19 maart 2016
Voorzitter Kees van den Berg neemt afscheid
Op de jaarvergadering van 18 maart jl. nam Kees van den Berg afscheid als voorzitter van de provinciale afdeling van Zuid-Holland. Secretaris Wim Weijers bedankt hem voor de het vele werk, vergaderingen en gesprekken. Van den Berg was ruim 13 jaar bestuurslid.
Secretaris Wim Weijers bedankte voorzitter Kees van den Berg op de jaarvergadering voor zijn inspanningen voor de provinciale vereniging, nu afdeling, van Zuid-Holland. De afgelopen jaren trokken zij samen veel op om bestuurlijk richting te geven aan de SGP in Zuid-Holland. Vooral het jaar voor de verkiezingen was het altijd heel druk. Voor Kees het tweede afscheid deze week, want de dag ervoor zwaaide hij af bij de Sliedrechtse afdeling, eveneens als voorzitter. Helemaal loslaten is er niet bij: ‘Ik hoop volgend jaar aan de andere kant te zitten als afgevaardigde’, zo vertrouwde hij de vergadering toe.

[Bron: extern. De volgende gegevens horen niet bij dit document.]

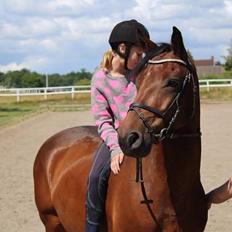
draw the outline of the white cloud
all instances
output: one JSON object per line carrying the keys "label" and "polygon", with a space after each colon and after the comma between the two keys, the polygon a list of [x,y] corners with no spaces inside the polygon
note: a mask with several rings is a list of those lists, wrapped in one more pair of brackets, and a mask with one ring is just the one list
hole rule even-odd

De afdeling van Zuid-Holland is met bijna 10.000 leden de grootste provinciale afdeling van de SGP. Van de Berg kwam in 2003 in het bestuur van de provinciale vereniging. ‘Bij de bestuursverkiezing waren beide kandidaten onbekend, en de ervaring leert dat dan veelal de bovenste van de kandidatenlijst wordt gekozen’. In 2009 werd hij voorzitter. Van de Berg gaf in zijn afscheidsspeech aan veel geleerd te hebben en veel mensen is tegengekomen. ‘Het kost energie, maar ik heb er ook energie door gekregen. Het was prettig om in zo’n team te werken’, waarbij hij zijn medebestuursleden bedankte. Hij wees erop dat als er problemen zijn, er gebed mag zijn. God heeft veelal veel meer gegeven dan waar hij om vroeg.

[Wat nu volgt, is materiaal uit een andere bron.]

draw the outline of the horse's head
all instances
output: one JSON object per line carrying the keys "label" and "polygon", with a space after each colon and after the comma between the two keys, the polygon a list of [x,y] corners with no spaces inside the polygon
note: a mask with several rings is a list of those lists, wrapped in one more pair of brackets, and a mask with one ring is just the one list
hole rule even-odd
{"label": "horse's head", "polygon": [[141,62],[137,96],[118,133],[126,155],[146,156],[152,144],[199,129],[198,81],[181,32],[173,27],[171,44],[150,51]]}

Dominee A. van der Zwan, predikant in de Christelijke Gereformeerde Kerk, sprak in zijn slotwoord ook over het gebed en stelde Daniël als voorbeeld. Daarbij denkt Daniël niet aan zichzelf maar aan zijn volk. Hoewel het lijkt dat Daniël tevergeefs bid, is zijn gebed gehoord en verhoord op Gods tijd. De Dordse predikant legde de aanwezigen een aantal vragen voor: ‘Kennen wij die geestelijke wapenrusting uit Efeze 6? Hebben we geleerd wat Daniël deed? Hebben wij een binnenkamer om de geestelijke nood van land en volk op te dragen?’